MPI provides functions for exchanging messages. Other uses of MPI are:
- write parallel code portable,
2. get high performance in parallel programming, and
3. face problems involving irregular or dynamic data relationships that are not very compatible with parallel data models.
- PVM (Parallel Virtual Machine)
Is a software package that supports sending messages for parallel computing between computers. PVM can run on various UNIX or Windows variations and is portable for many architectures such as PCs, workstations, multiprocessors and supercomputers.
The PVM system is divided into two. First is the daemon, pvmd, which runs on each machine’s virtual machine. A virtual machine will be created, when the user executes the PVM application. PVM can be executed via the UNIX prompt on all hosts. The second part is the routine library interface that has many functions for communication between tasks. This library contains routines that can be called for sending messages, creating new processes, coordinating tasks and configuring virtual machines.
One of the important rules in PVM is the mechanism of the master and slave / worker programs. The programmer must create a master code that is the coordinator of the process and a slave code that receives, runs, and returns the results of the process to the master computer. The master code is executed first and then gives birth to another process from the master code. Each program is written using C or Fortran and is compiled on each computer. If the computer architecture for parallel computing is all the same, (for example pentium 4 all), then the program is sufficient to compile on only one computer. Furthermore, the compilation results are distributed to other computers which will be parallel computing nodes. The master program is only on one node while the slave program is on all nodes.

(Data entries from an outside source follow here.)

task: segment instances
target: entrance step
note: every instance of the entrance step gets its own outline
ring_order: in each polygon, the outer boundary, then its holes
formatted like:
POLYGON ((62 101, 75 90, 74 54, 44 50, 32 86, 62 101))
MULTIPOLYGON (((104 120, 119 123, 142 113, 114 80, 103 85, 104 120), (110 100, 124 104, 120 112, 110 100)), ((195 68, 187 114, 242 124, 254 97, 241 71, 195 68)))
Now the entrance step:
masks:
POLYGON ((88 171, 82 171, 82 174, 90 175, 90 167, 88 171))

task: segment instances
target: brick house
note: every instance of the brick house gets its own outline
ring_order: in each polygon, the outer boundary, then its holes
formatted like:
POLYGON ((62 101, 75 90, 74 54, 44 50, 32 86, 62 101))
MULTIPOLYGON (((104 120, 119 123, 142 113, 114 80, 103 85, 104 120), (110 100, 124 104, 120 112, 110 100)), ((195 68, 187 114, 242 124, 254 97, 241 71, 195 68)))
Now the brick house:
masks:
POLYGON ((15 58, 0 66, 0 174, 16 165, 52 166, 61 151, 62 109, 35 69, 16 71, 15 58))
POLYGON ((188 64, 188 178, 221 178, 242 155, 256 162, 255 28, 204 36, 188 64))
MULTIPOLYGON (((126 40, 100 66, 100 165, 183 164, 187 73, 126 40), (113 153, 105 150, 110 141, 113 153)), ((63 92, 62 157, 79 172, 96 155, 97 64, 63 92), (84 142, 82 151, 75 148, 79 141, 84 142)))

Communication can take place if each computer has access rights to the filesystem of all computers. System file access is done via the rsh protocol which runs on unix or windows. The following are the setup steps for each computer:
Create a hostfile file that lists the computer nodes and user names that will be used for parallel computing. If the user names on all computers are the same, for example the research user names on computers C1, C2, C3 and C4, then this hostfile may not be available. This hostfile can be used if the user names on each computer are different.
Register each computer’s IP in the /etc/hosts/hosts.allow and /etc/hosts/hosts.equiv file.
Dynamically adding and deleting hosts can be done via the PVM console. If IP is not defined on hostfile¸ this method can be used.
The PVM program consists of master and slave, where the master program is executed first and then gives birth to another process. PVM invokes the pvm_spawn () routine to give birth to one or two more of the same processes. Functions for the C language version of PVM have a pvm prefix routine. The sending and receiving of tasks are identified by TID (Task Identifier). TID is unique and is generated by local PVMD. PVM contains several routines that return TID values so the user application can identify other tasks on the system.